# Anomalies case

## Task Requirements

The sample includes information about transactions on some real estate market. The presented features are:

- transaction_price - reported transaction price of an apartment; 
- square_meters - an area of an apartment in square meters; 
- num_bedrooms - number of bedrooms in an apartment; 
- floor - on which floor an apartment is located; 

The most common way to reduce transfer tax is to under-declare the transaction price while receiving more value for a deal. 

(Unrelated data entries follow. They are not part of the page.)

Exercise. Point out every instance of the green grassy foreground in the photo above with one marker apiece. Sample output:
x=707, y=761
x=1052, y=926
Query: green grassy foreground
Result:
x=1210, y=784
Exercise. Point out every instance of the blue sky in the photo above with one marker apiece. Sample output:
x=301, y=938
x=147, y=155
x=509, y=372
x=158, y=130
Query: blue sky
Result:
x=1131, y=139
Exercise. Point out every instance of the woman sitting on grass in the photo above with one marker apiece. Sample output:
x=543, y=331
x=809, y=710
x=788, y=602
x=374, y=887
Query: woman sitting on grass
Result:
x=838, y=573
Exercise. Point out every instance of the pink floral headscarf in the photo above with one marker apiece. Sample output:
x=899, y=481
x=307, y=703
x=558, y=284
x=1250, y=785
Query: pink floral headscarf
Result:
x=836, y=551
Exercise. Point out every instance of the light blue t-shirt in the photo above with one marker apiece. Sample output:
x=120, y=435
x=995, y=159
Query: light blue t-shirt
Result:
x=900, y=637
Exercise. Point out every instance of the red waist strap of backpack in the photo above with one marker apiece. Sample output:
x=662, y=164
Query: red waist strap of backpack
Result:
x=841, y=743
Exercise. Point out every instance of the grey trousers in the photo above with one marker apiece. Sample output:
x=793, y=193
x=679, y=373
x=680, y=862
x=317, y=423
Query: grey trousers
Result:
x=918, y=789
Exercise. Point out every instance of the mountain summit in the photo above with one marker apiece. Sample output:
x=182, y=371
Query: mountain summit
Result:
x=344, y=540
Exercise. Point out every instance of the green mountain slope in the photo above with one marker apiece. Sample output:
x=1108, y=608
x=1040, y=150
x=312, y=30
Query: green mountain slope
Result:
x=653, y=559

Based on the given dataset, please investigate if there is any evidence of tax evasion.

In [95]:
import pandas as pd
import numpy as np
import plotly
import plotly.graph_objs as go
import plotly.express as px
from plotly.subplots import make_subplots
from sklearn.linear_model import LinearRegression

In [96]:
df = pd.read_csv('transactions_data.txt', sep=' ', header=None)
df.columns = ['transaction_price', 'square_meters', 'num_bedrooms', 'floor']
df.head()

Unnamed: 0,transaction_price,square_meters,num_bedrooms,floor
0,235072,57,1,5
1,246370,50,1,4
2,229739,50,1,5
3,235836,106,1,1
4,239066,51,1,6


In [97]:
df.shape[0]

100

## Data Preparation 

Actually we want to catch up intentional anomalies, that's why some methods like classification and clusterization models could  be not effective: it seems that price only should be different in the same cluster or class and we don't know which one is incorrect. 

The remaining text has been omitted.